Since the disclosure of integrated circuits by Dr. Jack Kilby of Texas Instruments in early years, scientists and engineers have made numerous disclosures and improvements in semiconductor devices and processes. Over 50 years, the dimension of semiconductors have been significantly reduced, which translates into an increasing processing speed and decreasing power consumption. To date, the development of semiconductors has largely followed Moore's Law, which roughly states that the number of transistors in dense integrated circuits doubles about every two years. At present, semiconductor processes are developing toward below 20 nm, and some companies are embarking on 14 nm processes. Just to provide a reference herein, a silicon atom is about 0.2 nm, which means that the distance between two separate components manufactured by a 20 nm process is about only one hundred silicon atoms.
Semiconductor device manufacturing has therefore become increasingly challenging and advancing toward the physically possible limit. One of recent developments in semiconductor technologies has been the use of silicon germanium (SiGe) in semiconductor manufacturing. With the evolution of integrated circuit developments, the functional densities (for example, the number of interconnects per chip region) are also generally increasing as geometries (that is, the smallest elements or lines that can be produced using a process) are reduced. This downsizing process can often offer benefits by increasing productivity and lowering related costs. However, it is challenging how to design a reasonable transistor structure to reduce its volume.
Currently in integrated circuits, a smallest memory cell typically includes a memory transistor and a select transistor matching with the memory transistor, and the memory transistor portion has an SONOS (Silicon (gate)-Oxide-Nitride-Oxide-Silicon (substrate)) structure, and the select transistor portion is a conventional MOS tube. In the prior art, as shown in FIG. 1, a conventional smallest memory cell generally consists of a conventional nMOS transistor (select transistor) formed on a P-type well and an SONOS memory transistor formed on a memory well respectively, and includes an N-type semiconductor substrate 101, a select transistor P-type well 102, a memory transistor P-type well 103, a select gate 105 isolated from the select transistor well 102 by an oxide layer 104, and a memory gate 107 isolated from the memory transistor well 103 by an ONO layer 106.
As can be seen from FIG. 1, there is a large gap between the select gate 105 and the memory gate 107 in the conventional transistor with the SONOS structure.
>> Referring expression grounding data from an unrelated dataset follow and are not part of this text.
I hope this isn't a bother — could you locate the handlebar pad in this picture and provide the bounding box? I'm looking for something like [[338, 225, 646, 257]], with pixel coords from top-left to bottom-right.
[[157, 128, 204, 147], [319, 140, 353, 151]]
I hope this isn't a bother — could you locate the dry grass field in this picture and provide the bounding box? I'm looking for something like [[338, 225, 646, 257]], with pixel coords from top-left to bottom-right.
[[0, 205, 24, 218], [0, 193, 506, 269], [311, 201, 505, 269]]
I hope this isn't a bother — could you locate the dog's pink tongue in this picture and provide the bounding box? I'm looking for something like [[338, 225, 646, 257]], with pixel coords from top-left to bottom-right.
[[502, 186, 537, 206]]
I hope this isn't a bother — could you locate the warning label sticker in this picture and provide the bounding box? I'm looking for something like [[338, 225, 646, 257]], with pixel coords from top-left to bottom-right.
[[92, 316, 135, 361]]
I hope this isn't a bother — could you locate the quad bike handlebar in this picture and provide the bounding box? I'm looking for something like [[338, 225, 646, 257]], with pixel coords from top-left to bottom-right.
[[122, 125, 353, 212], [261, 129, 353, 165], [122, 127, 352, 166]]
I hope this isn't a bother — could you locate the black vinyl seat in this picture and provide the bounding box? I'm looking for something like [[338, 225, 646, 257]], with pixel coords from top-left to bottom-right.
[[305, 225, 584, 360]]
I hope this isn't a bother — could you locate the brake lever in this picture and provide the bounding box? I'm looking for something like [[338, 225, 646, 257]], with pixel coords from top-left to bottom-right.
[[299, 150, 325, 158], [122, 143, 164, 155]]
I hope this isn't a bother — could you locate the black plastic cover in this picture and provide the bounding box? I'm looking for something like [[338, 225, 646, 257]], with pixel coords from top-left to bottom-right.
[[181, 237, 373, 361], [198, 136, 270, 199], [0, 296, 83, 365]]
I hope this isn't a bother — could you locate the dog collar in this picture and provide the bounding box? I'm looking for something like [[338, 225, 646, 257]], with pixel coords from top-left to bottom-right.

As semiconductor processes have become increasingly demanding on critical dimensions (CDs), the volume of elements is expected to decrease correspondingly. Therefore, there is an urgent need for a reasonable and simple manufacturing process to manufacture a small-dimension transistor with an SONOS structure, so that the small-dimension transistor with an SONOS structure can adapt to different work requirements as a smallest memory cell.